The general public evaluated the government highly in the performance and ability to control the pandemic. They however, showed reservations about the availability of medicine and vaccine and protective equipments, possibly because H1N1 was a new disease and it was not certain whether effective medicine, vaccine and equipments were then available. The positive evaluations of governmental performance and perceived ability for Hong Kong or the government to control the H1N1 outbreak were significantly associated with the outcome variables in most of the univariate analyses. Nonetheless, most of these associations were statistically non-significant in the multivariate analysis. The associations between such variables and the outcome variables (avoidance behaviors and negative psychological responses) were hence mediated by other variables, such as worry about contracting H1N1 or perceived susceptibility. These potential mediators were multivariately associated with either the avoidance variables or the negative psychological response variables.
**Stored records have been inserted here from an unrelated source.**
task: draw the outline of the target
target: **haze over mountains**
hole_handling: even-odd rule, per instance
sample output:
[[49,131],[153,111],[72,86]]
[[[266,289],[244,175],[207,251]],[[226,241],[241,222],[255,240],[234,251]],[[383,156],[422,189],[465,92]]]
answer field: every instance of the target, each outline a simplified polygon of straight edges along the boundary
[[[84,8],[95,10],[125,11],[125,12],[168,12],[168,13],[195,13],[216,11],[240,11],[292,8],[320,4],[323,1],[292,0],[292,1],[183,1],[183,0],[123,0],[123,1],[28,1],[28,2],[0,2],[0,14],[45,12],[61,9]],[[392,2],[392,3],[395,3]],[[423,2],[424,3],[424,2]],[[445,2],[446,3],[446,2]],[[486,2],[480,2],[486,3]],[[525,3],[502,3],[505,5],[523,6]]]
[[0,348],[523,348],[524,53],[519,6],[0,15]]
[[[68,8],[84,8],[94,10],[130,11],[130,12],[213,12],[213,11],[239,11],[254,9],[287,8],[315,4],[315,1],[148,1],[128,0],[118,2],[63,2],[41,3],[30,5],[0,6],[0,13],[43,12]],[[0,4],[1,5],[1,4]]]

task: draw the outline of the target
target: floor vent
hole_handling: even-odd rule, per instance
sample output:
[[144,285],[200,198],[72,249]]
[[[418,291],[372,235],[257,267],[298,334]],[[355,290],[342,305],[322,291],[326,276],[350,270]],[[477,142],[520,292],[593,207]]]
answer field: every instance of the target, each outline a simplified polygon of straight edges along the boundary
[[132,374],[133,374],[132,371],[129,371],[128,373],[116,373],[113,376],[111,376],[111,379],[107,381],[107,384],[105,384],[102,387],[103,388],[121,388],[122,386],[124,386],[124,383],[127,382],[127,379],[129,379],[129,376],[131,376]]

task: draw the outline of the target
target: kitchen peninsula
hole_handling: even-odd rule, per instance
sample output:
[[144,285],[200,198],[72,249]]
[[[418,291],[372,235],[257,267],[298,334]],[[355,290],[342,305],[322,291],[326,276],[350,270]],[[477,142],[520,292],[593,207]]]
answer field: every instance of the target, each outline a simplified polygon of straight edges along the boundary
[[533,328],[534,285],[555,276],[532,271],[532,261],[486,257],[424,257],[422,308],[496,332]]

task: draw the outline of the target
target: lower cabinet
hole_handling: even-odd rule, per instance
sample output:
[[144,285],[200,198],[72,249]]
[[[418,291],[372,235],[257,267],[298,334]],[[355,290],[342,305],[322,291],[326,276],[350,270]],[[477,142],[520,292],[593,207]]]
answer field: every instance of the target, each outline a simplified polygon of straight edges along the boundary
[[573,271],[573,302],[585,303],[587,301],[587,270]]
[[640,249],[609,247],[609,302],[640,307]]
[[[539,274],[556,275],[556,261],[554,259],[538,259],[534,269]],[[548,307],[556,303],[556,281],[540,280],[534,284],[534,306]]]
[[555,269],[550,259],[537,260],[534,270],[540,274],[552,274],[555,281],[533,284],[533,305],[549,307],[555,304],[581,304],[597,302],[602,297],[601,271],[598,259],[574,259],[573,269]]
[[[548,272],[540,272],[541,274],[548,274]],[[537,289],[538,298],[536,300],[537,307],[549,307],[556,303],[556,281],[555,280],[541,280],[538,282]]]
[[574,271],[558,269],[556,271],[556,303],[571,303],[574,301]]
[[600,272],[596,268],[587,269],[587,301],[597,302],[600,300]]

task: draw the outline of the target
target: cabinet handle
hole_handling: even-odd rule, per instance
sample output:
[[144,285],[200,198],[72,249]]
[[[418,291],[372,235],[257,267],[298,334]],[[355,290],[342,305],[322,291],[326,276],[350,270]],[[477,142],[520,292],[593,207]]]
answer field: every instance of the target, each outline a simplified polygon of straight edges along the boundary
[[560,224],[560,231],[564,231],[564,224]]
The study has some limitations. First, this was a cross-sectional baseline study. Second, the response rate was comparable to those of other relevant published studies but some non-responder bias may still exist [9, 14, 30]. Some telephone numbers are unlisted and we randomized the last two digits to cover some of the unlisted numbers. Moreover, the gender and age distributions were comparable to those of the census population data. Third, results were self-reported and social desirability bias may exist. The study was however anonymous. Fourth, Hong Kong went through unique SARS experience, the results may not be comparable with those of other countries. Fifth, the measures on negative psychological responses were based on those used in previous studies, rather than derived from some validated scales. Finally, the study was not intended to track changes within the short study period of a month - interactions between time and various independent variables were not explored. Similar data obtained from other countries are becoming available and can be compared with ours.